Here are some suggestions on how to use body language in your classes in order for you to have nice, productive teaching experience.

Smile. Perhaps this is the easiest body language hack in the list! Your mood will change when you smile – your brain recognises the muscles you use when you smile and it will send out happy hormones and reduce stress hormones. It will also send out the message that you are encouraging. Refrain from frowning as it will convey anger. Nobody wants an angry teacher – or person, for that matter.

Establish eye contact at all times. This shows you are engaged, interested and always listening to students. Eye contact means you care. This establishes rapport and trust with your students.

Stand straight. Poor posture is not only unhealthy – it speaks volumes about attitudes, level of interest and respect.
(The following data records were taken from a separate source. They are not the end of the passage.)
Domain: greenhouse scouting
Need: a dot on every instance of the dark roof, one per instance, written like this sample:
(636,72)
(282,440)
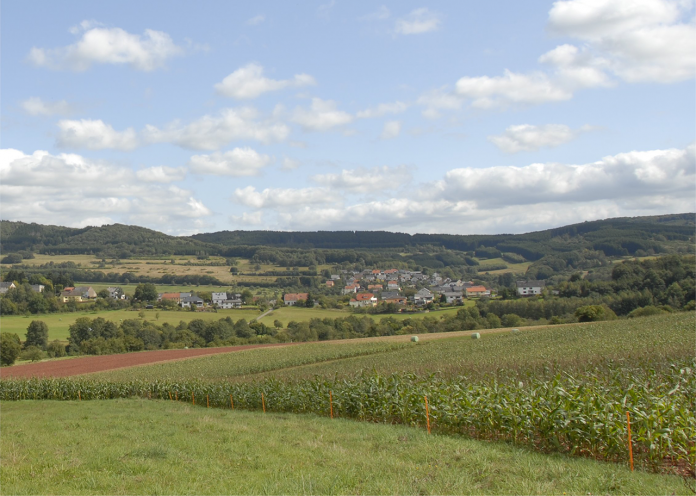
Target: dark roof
(531,284)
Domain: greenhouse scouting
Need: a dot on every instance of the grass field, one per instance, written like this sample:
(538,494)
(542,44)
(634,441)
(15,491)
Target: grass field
(160,447)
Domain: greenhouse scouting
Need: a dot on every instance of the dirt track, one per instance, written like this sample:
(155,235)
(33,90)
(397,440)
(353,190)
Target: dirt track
(86,365)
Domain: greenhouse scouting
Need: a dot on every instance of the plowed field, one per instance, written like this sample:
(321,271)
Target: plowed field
(86,365)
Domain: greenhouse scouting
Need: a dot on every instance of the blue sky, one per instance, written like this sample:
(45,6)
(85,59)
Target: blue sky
(456,117)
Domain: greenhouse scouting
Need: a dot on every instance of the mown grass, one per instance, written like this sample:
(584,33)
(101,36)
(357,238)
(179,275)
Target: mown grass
(155,447)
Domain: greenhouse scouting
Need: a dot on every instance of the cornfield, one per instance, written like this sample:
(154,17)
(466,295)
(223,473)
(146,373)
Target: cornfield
(582,414)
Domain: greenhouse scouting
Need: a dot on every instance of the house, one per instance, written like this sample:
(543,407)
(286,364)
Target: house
(423,297)
(363,300)
(175,297)
(477,291)
(293,298)
(81,293)
(398,300)
(116,293)
(529,288)
(452,296)
(187,301)
(6,286)
(351,288)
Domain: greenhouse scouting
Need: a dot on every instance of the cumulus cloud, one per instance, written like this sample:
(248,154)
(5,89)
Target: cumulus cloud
(382,109)
(498,199)
(641,40)
(280,197)
(209,132)
(322,115)
(528,137)
(248,82)
(72,190)
(100,45)
(237,162)
(363,180)
(36,106)
(391,130)
(419,21)
(161,174)
(95,135)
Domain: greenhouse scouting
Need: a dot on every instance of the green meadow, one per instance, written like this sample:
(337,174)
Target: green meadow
(136,446)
Never slump, and always tuck that tummy in. You will notice that your students will mimic your posture too, improving their attitudes and listening skills.

Avoid standing behind a desk, folding your arms, or use any barriers that hide you from your students. These behaviours imply that you don’t want contact with the class. You block your students (physically) making you seem aloof and unapproachable.

The whole classroom is your stage. Use the classroom to establish your presence. Walk around and move into their territory to show interest and nod your head to indicate approval when you pass by. This also decreases the incidence of students that are being off-task, as they want to be always ready to listen when you pass by.

Place your hand on your chin. This little trick indicates that you want your students to think before answering a question and you’re waiting for their answer. No need to remind them!

Wait. Do not rush students when they are answering a question. Relax and be ready to listen. This implies that you are ready to support them and you trust them with their thoughts.